We both let that sink in. As horrifying as it was, I didn’t have any difficulty believing him. I could see in my mind’s eye the rage of a moment taking him over and snuffing out a life before the sensibility of the situation allowed him to do anything rational.. In other scenarios, I could justify self-defense and I could tell myself that taking life during times of war was also permissible…but what Charlie and the others did was hardly a matter of survival. For them it was about profit, about how much money they could make while still avoiding punishment from the law.

And yet, how could I be allowed to judge? Charlie did have a point. My family was fortunate enough to not have to worry too much about financial matters. We lived in a good community, we were happy, and right up until Mom became sick, our biggest problem was running out of space on the bookshelf. I had switched out the last two summers of summer camp for waitressing at my Dad’s golf course—but it was the sort of employment that was designed to “build character.” I had always been provided for and never wanted for anything. With a different sort of life, who’s to say that I wouldn’t have been capable of far worse than anyone else?

I closed the laptop and picked up one of his sketchbooks. I began flipping through it page by page, taking my time with some of the drawings I found particularly beautiful. Toward the middle of the book was an incredible grandfather clock, sketched in afternoon light over an intricate Persian rug.

“Do you hate me now?” His tone was soft, on the verge of being broken.

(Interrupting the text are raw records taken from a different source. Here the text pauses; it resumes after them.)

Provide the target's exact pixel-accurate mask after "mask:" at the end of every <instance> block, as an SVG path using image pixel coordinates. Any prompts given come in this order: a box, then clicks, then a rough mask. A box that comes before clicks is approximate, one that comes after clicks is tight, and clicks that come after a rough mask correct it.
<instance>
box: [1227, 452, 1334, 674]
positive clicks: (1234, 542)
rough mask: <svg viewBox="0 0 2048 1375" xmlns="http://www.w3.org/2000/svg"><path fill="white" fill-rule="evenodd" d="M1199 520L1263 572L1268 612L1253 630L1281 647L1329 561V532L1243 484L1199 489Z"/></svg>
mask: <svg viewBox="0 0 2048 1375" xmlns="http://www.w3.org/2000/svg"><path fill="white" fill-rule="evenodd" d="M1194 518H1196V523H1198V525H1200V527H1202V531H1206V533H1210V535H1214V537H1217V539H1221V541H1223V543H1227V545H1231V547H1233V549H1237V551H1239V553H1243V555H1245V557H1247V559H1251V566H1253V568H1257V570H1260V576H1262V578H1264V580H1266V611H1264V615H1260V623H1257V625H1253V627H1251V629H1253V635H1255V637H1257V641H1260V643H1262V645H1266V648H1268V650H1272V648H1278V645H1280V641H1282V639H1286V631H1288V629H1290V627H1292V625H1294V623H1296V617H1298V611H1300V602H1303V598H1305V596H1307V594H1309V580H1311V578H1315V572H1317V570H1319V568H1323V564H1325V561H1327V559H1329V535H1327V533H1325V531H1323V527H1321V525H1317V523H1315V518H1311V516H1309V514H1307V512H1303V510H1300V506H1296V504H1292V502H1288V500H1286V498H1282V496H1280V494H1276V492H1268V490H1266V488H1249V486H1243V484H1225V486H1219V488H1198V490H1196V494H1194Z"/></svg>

I flipped the book closed and sat on the floor beside him. It marveled me how dangerous he could be one minute and how very much like a child the next.

“How could I hate you?” I rested my head against him “This has been, and statistically speaking, probably will be, the greatest adventure of my life.”

The moment I said it, I realized it was true. It wasn’t just something I was saying to bring him comfort, something to make someone else feel better. For once, I was having an experience of my own, and while it had been terrifying at first, it had also been a wonderful thrill. Charlie tensed against me. I was afraid I’d said something wrong, but I cut him off before he could ponder it further. “Remind me to thank whichever one of the guys it was who wanted coffee.”

He chuckled warmly. “You’re supposed to be seventeen, right?”

I laughed. “Yes, why?”

“Ya don’t seem like it.” He smiled.

“Is that a good thing or a bad thing?”

He paused; his smile lapsed into a frown. “Addie, you’re just a kid.”

“I might be young, but at least I can control my temper. You should be old enough to know better.”

“How old do you think I am?”

I looked up at him and pretended to examine his face. Truthfully, I had already spent numerous moments considering this question.

“I’m not sure. Enlighten me.”

It was obvious he was indecisive about whether or not he wanted to answer. I was about to remind him that when I got home I had every intention of doing the most extensive research on him available.

“Twenty-nine,” he said finally.

“Hmm.” It was good to know that I hadn’t been too far off.

He laughed a little, although it sounded a little uncertain. “You probably gotta set an age maximum for your beaus. I bet you start turning them away around twenty-five just to narrow ‘em down.”

I hit him on the arm, although it wasn’t with much effort. “Not that it’s any of your business, but I’m not the sort of girl that
has
guys.” I felt the blush creeping up in my cheeks and cursed myself. “I’ve never had any guys.”